1. Climate change is real –as a brief perusal of our planet’s history shows, anyone denying this is being just a little daft

2. The greenhouse effect is the main driver of climate (and without which we would all be dead)

3. The actions of man have increased the volumes of greenhouse effect producing gases in the atmosphere

On the basis of these three facts, I’m prepared to accept the likelihood of climate change being (in part) anthropogenic. However, I do not see that this truth requires us to extend the power of government. Nor do I see any remote justification for having pointless and offensively expensive boondoggles in nice places to agree meaningless communiques just so as to argue for having more offensively expensive boondoggles in nice places to talk about it all again....

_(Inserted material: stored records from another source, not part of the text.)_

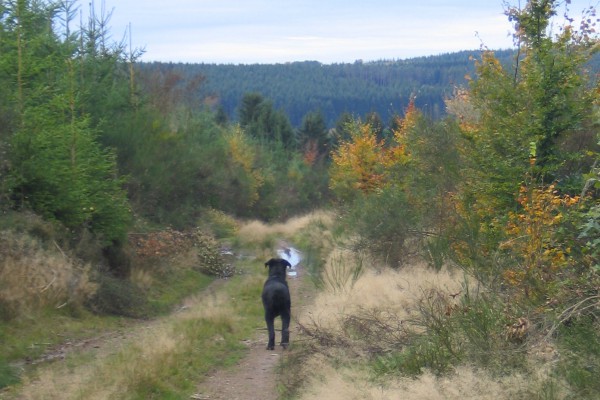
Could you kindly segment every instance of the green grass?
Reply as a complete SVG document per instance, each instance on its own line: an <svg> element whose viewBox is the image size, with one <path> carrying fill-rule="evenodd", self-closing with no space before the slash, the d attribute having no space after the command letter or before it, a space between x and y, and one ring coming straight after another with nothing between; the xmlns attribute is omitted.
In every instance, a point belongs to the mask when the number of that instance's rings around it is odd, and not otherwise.
<svg viewBox="0 0 600 400"><path fill-rule="evenodd" d="M246 253L259 258L236 265L242 275L224 281L215 282L214 277L194 270L194 265L183 265L191 264L184 257L178 264L148 268L136 276L139 286L133 291L129 281L121 286L107 283L108 300L114 293L116 302L127 306L127 299L135 296L136 307L143 311L140 315L160 317L156 321L69 306L21 315L10 323L0 321L3 396L89 399L106 398L109 393L115 399L188 399L204 374L243 357L247 353L243 341L263 326L263 258L272 253L272 246L270 235L245 246ZM173 313L184 299L188 307ZM26 366L23 377L10 366L35 360L52 346L109 332L123 334L107 335L100 348L78 349L64 361ZM21 387L18 381L25 377L23 382L35 379L36 385Z"/></svg>
<svg viewBox="0 0 600 400"><path fill-rule="evenodd" d="M592 317L575 318L561 326L558 343L562 357L556 374L573 391L572 398L600 396L600 329Z"/></svg>
<svg viewBox="0 0 600 400"><path fill-rule="evenodd" d="M4 357L0 357L0 389L19 381L16 368L12 367Z"/></svg>
<svg viewBox="0 0 600 400"><path fill-rule="evenodd" d="M222 281L214 290L196 291L198 295L188 309L164 316L158 324L145 324L145 329L115 343L114 353L106 354L105 350L99 356L97 350L86 349L69 354L64 362L36 366L36 371L46 371L46 378L36 385L39 389L28 388L39 390L30 397L53 398L53 393L64 391L65 398L86 399L108 390L115 399L188 399L203 375L214 368L234 365L242 358L247 352L243 340L251 338L262 326L262 263L247 266L247 270L243 276ZM176 274L161 284L164 288L153 289L156 304L167 307L180 300L183 293L208 283L197 273ZM165 290L167 287L169 290ZM93 337L118 327L136 331L130 319L90 313L78 318L65 315L53 320L49 315L12 323L0 328L0 338L9 339L2 340L1 354L11 348L13 359L37 357L51 344L66 338ZM45 344L32 348L31 343ZM25 373L33 370L28 368ZM16 382L14 369L0 360L0 383L13 385L10 393L19 398L22 389ZM70 387L71 382L78 386Z"/></svg>
<svg viewBox="0 0 600 400"><path fill-rule="evenodd" d="M64 312L46 312L10 323L0 322L0 354L7 362L35 359L53 345L118 329L125 322L122 318L101 317L85 311L78 317Z"/></svg>
<svg viewBox="0 0 600 400"><path fill-rule="evenodd" d="M206 288L214 277L192 269L176 270L163 274L148 294L150 307L156 314L172 311L185 297Z"/></svg>
<svg viewBox="0 0 600 400"><path fill-rule="evenodd" d="M20 381L20 371L11 364L39 358L53 346L117 330L126 324L118 317L100 317L80 311L77 317L68 312L45 312L0 322L0 388Z"/></svg>
<svg viewBox="0 0 600 400"><path fill-rule="evenodd" d="M180 270L158 281L143 299L146 315L164 315L186 296L206 288L214 278L193 270ZM141 300L142 301L142 300ZM135 320L97 315L85 309L43 310L22 315L10 322L0 321L0 388L15 384L19 376L10 364L39 358L52 346L99 336L104 332L131 326Z"/></svg>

It seems to me that we were toddling along quite nicely on the fighting climate change malarkey – reducing energy consumption, switching gradually to more sustainable fuels, building more efficient homes, wasting a little less and thinking more about the impact our lives have on the environment around us.

Here’s some good stuff:

The Woodland trust’s “Trees for All” programme has now planted 6.6 million trees – on top of the 20 million other trees planted in the UK in the last twenty years

From 1992/3 to 2007/8 Britain’s recycling rate increased from below 5% to nearly 35% and there is some evidence of a decline in household waste arising

New building regulations promoting “zero carbon” development should mean new houses meet these standards from 2016 onwards (our houses produce nearly a third of total carbon emissions)

Belatedly the Government confirmed future plans for nuclear power – the quickest way to achieve rapid reductions in carbon emissions

These are a combination of locally-driven policies – Cambridge’s cycling strategy is another good example – and policies deriving from a realistic approach to the business of energy generation. All the grand statements about “reducing carbon” that emanate from boondoggles like Copenhagen are of less importance than making the common sense case for us using fewer resources in our everyday lives.

Rather than directing millions to meetings about climate change, why don’t we redirect that money to research into the technology that will decouple our leisure and pleasure from consumption of those pesky fossil fuels. And rather than painting barely believable disaster scenarios we should be making the case for thrift – and providing real incentives to support that case.

Grandstanding is a substitute for action not a route to action. Let's stop meeting like this and get on with the job.